Nel processo di crescita è necessario riuscire a cogliere la sofferenza degli altri ed è così che il protagonista nel suo peregrinare desidera arrivare a Lampedusa e qui alla vista del mare tante voci gli si rivolgono, si aprono, perché possa capire fino in fondo cosa sia il migrare, cosa comporti una scelta di questo genere, che cosa sia la sofferenza degli uomini e fino a dove può  arrivare la degradazione umana. Egli sente le voci di tante persone che gli rivelano la loro esperienza, la loro storia di naufragio e morte.

Il libro si chiude con una sorta di nuovo decalogo da coniugarsi in questo processo contemporaneo di rimescolamento dei popoli e delle culture.

  7 Giugno 2014

L'autore

Raffaele Taddeo

E’ nato a Molfetta (Bari) l’8 giugno 1941. Laureatosi in Materie Letterarie presso l’Università Cattolica di Milano, città in cui oggi risiede, ha insegnato italiano e storia negli Istituti tecnici fin dal 1978. Dal 1972 al 1978 ha svolto la mansione di “consulente didattico per la costruzione dei Centri scolatici Onnicomprensivi” presso il CISEM (Centro per l’Innovazione Educativa di Milano).
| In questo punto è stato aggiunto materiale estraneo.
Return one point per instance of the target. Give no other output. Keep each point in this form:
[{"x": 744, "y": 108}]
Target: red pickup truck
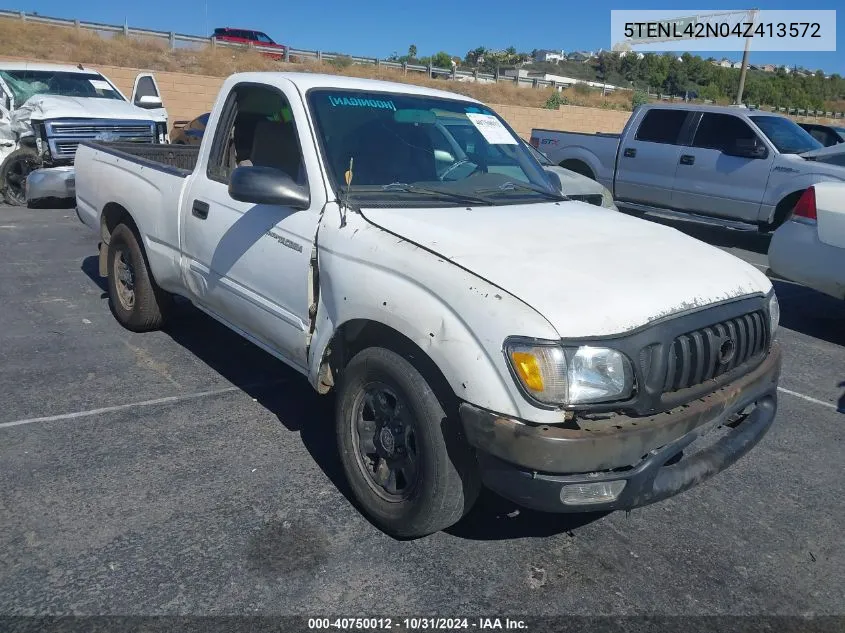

Con la citata Istituzione è stato coautore di tre pubblicazioni: Primi lineamenti di progetto per una scuola media secondaria superiore quinquennale (1973), Tappe significative della legislazione sulla sperimentazione sella Scuola Media Superiore (1976), La sperimentazione nella scuola media superiore in Italia:1970/1975. Nell’anno 1984 è stato eletto vicepresidente del Distretto scolastico ’80, carica che manterrà sino al 1990. Verso la metà degli anni ’80, in occasione dell’avvio dei nuovi programmi della scuola elementare, ha coordinato la stesura e la pubblicazione del volumetto una scuola che cambia. Dal 1985 al 1990 è stato Consigliere nel Consiglio di Zona 7 del Comune di Milano. Nel 1991 ha fondato, in collaborazione con alcuni amici del territorio Dergano-Bovisa del comune di Milano, il Centro Culturale Multietnico La Tenda, di cui ad oggi è Presidente. Nel 1994 ha pubblicatp per il CRES insieme a Donatella Calati il quaderno Narrativa Nascente – Tre romanzi della più recente immigrazione. Nel 1999 in collaborazioone con Alberto Ibba ha curato il testo La lingua strappata, edizione Leoncavallo. Nel 2006 è uscito il suo volume Letteratura Nascente – Letteratura italiana della migrazione, autori e poetiche. Nel 2006 con Paolo Cavagna ha curato il libro per ragazzi "Il carro di Pickipò", ediesse edizioni. Nel 2010 ha pubblicato per l’edizione Besa "La ferita di Odisseo – il “ritorno” nella letteratura italiana della migrazione".
In e-book è pubblicato "Anatomia di uno scrutinio", Nel 2018 è stato pubblicato il suo romanzo "La strega di Lezzeno", nello stesso anno ha curato con Matteo Andreone l'antologia di racconti "Pubblichiamoli a casa loro". Nel 2019 è stato pubblicato l'altro romanzo "Il terrorista".